Say we have files a.txt, a.done, and b.txt.

The pattern filter passes only a.txt and b.txt, while the “done” filter sees all three files and passes only a.txt. The final result of the composite filter is that only a.txt is released.

With the ChainFileListFilter, if any filter in the chain returns an empty list, the remaining filters are not invoked.

Version 5.0 introduced an ExpressionFileListFilter to execute SpEL expression against a file as a context evaluation root object. For this purpose, all the XML components for file handling (local and remote), along with an existing filter attribute, have been supplied with the filter-expression option, as the following example shows:

<int-file:inbound-channel-adapter
        directory="${inputdir}"
        filter-expression="name matches '.text'"
        auto-startup="false"/>

Version 5.0.5 introduced the DiscardAwareFileListFilter implementations that have an interest in rejected files. For this purpose, such a filter implementation should be supplied with a callback through addDiscardCallback(Consumer<File>). In the framework, this functionality is used from the FileReadingMessageSource.WatchServiceDirectoryScanner, in combination with LastModifiedFileListFilter. Unlike the regular DirectoryScanner, the WatchService provides files for processing according to the events on the target file system. At the moment of polling an internal queue with those files, the LastModifiedFileListFilter may discard them because they are too young relative to its configured age. Therefore, we lose the file for future possible considerations. The discard callback hook lets us retain the file in the internal queue so that it is available to be checked against the age in subsequent polls. The CompositeFileListFilter also implements a DiscardAwareFileListFilter and populates a discard callback to all its DiscardAwareFileListFilter delegates.
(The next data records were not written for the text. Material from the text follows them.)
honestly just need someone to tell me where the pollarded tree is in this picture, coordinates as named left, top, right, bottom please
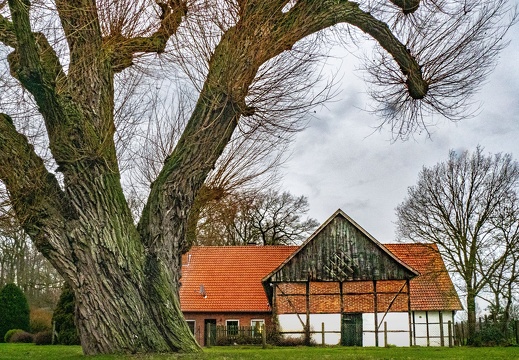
left=0, top=0, right=515, bottom=355
left=395, top=147, right=519, bottom=341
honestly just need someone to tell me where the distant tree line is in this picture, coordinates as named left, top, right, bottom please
left=195, top=189, right=319, bottom=246
left=0, top=209, right=61, bottom=308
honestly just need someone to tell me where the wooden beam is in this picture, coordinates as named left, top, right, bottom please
left=407, top=279, right=413, bottom=346
left=305, top=280, right=311, bottom=345
left=377, top=281, right=407, bottom=329
left=273, top=283, right=306, bottom=329
left=340, top=281, right=344, bottom=314
left=439, top=311, right=444, bottom=347
left=426, top=311, right=430, bottom=346
left=373, top=280, right=379, bottom=347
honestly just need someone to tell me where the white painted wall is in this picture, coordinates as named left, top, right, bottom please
left=277, top=313, right=305, bottom=340
left=277, top=313, right=342, bottom=345
left=309, top=314, right=342, bottom=345
left=277, top=311, right=454, bottom=347
left=413, top=311, right=454, bottom=346
left=362, top=312, right=410, bottom=347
Since CompositeFileListFilter matches the files against all delegates, the discardCallback may be called several times for the same file.

Starting with version 5.1, the FileReadingMessageSource doesn’t check a directory for existence and doesn’t create it until its start() is called (typically via wrapping SourcePollingChannelAdapter). Previously, there was no simple way to prevent an operation system permissions error when referencing the directory, for example from tests, or when permissions are applied later.

Message Headers

Starting with version 5.0, the FileReadingMessageSource (in addition to the payload as a polled File) populates the following headers to the outbound Message:

  • FileHeaders.FILENAME: The File.getName() of the file to send. Can be used for subsequent rename or copy logic.
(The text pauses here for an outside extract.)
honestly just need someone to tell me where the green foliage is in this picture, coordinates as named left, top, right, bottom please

  • FileHeaders.ORIGINAL_FILE: The File object itself. Typically, this header is populated automatically by framework components (such as splitters or transformers) when we lose the original File object. However, for consistency and convenience with any other custom use cases, this header can be useful to get access to the original file.
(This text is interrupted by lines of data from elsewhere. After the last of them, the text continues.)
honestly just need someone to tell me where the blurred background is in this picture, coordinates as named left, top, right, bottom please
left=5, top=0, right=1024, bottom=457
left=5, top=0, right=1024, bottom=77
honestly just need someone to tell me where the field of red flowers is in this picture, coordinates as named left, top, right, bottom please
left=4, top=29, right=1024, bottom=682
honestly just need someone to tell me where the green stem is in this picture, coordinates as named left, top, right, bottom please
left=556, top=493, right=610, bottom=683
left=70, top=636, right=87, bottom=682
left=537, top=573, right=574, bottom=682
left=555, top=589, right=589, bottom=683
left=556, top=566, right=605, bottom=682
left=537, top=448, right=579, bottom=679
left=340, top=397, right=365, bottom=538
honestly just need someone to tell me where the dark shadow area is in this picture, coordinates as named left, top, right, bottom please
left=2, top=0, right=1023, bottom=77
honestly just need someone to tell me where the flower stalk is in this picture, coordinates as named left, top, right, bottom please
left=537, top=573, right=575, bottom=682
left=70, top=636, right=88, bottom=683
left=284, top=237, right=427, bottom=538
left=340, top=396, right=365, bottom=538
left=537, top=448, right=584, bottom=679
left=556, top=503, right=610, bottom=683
  • FileHeaders.RELATIVE_PATH: A new header introduced to represent the part of file path relative to the root directory for the scan. This header can be useful when the requirement is to restore a source directory hierarchy in the other places. For this purpose, the DefaultFileNameGenerator (see "`Generating File Names) can be configured to use this header.

Directory Scanning and Polling

The FileReadingMessageSource does not produce messages for files from the directory immediately. It uses an internal queue for 'eligible files' returned by the scanner. The scanEachPoll option is used to ensure that the internal queue is refreshed with the latest input directory content on each poll. By default (scanEachPoll = false), the FileReadingMessageSource empties its queue before scanning the directory again. This default behavior is particularly useful to reduce scans of large numbers of files in a directory. However, in cases where custom ordering is required, it is important to consider the effects of setting this flag to true. The order in which files are processed may not be as expected. By default, files in the queue are processed in their natural (path) order. New files added by a scan, even when the queue already has files, are inserted in the appropriate position to maintain that natural order. To customize the order, the FileReadingMessageSource can accept a Comparator<File> as a constructor argument. It is used by the internal (PriorityBlockingQueue) to reorder its content according to the business requirements. Therefore, to process files in a specific order, you should provide a comparator to the FileReadingMessageSource rather than ordering the list produced by a custom DirectoryScanner.

Version 5.0 introduced RecursiveDirectoryScanner to perform file tree visiting. The implementation is based on the Files.walk(Path start, int maxDepth, FileVisitOption…​ options) functionality. The root directory (DirectoryScanner.listFiles(File)) argument is excluded from the result. All other sub-directories inclusions and exclusions are based on the target FileListFilter implementation. For example, the SimplePatternFileListFilter filters out directories by default. See AbstractDirectoryAwareFileListFilter and its implementations for more information.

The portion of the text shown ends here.